[ClusterLabs] Antw: Re: What is the logic when two node are down at the same time and needs to be fenced

Ulrich Windl Ulrich.Windl at rz.uni-regensburg.de
Tue Nov 8 09:08:16 UTC 2016


>>> Niu Sibo <niusibo at linux.vnet.ibm.com> schrieb am 07.11.2016 um 16:59 in
Nachricht <5820A4CC.9030001 at linux.vnet.ibm.com>:
> Hi Ken,
> 
> Thanks for the clarification. Now I have another real problem that needs 
> your advise.
> 
> The cluster consists of 5 nodes and one of the node got a 1 second 
> network failure which resulted in one of the VirtualDomain resources to 
> start on two nodes at the same time. The cluster property 
> no_quorum_policy is set to stop.
> 
> At 16:13:34, this happened:
> 16:13:34 zs95kj attrd[133000]:  notice: crm_update_peer_proc: Node 
> zs93KLpcs1[5] - state is now lost (was member)
> 16:13:34 zs95kj corosync[132974]:  [CPG   ] left_list[0] 
> group:pacemakerd\x00, ip:r(0) ip(10.20.93.13) , pid:28721
> 16:13:34 zs95kj crmd[133002]: warning: No match for shutdown action on 5

Usually the node would be fenced now. In the meantime the node might _try_ to stop the resources.
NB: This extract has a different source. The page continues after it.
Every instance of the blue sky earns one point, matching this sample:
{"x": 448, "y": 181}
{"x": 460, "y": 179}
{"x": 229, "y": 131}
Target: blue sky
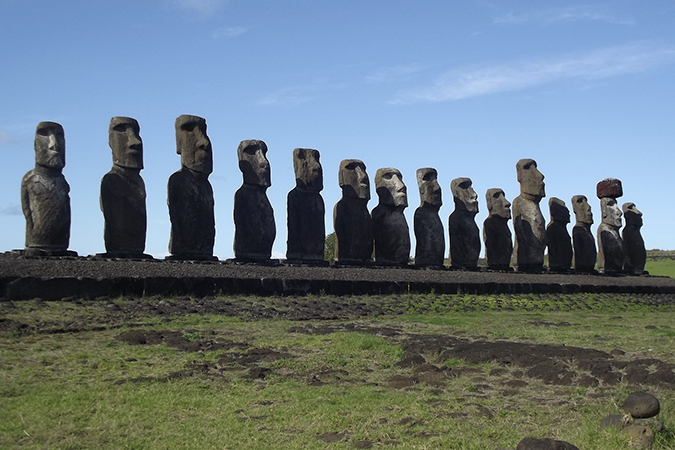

> 16:13:34 zs95kj attrd[133000]:  notice: Removing all zs93KLpcs1 
> attributes for attrd_peer_change_cb
> 16:13:34 zs95kj corosync[132974]:  [CPG   ] left_list_entries:1
> 16:13:34 zs95kj crmd[133002]:  notice: Stonith/shutdown of zs93KLpcs1 
> not matched
> ...
> 16:13:35 zs95kj attrd[133000]:  notice: crm_update_peer_proc: Node 
> zs93KLpcs1[5] - state is now member (was (null))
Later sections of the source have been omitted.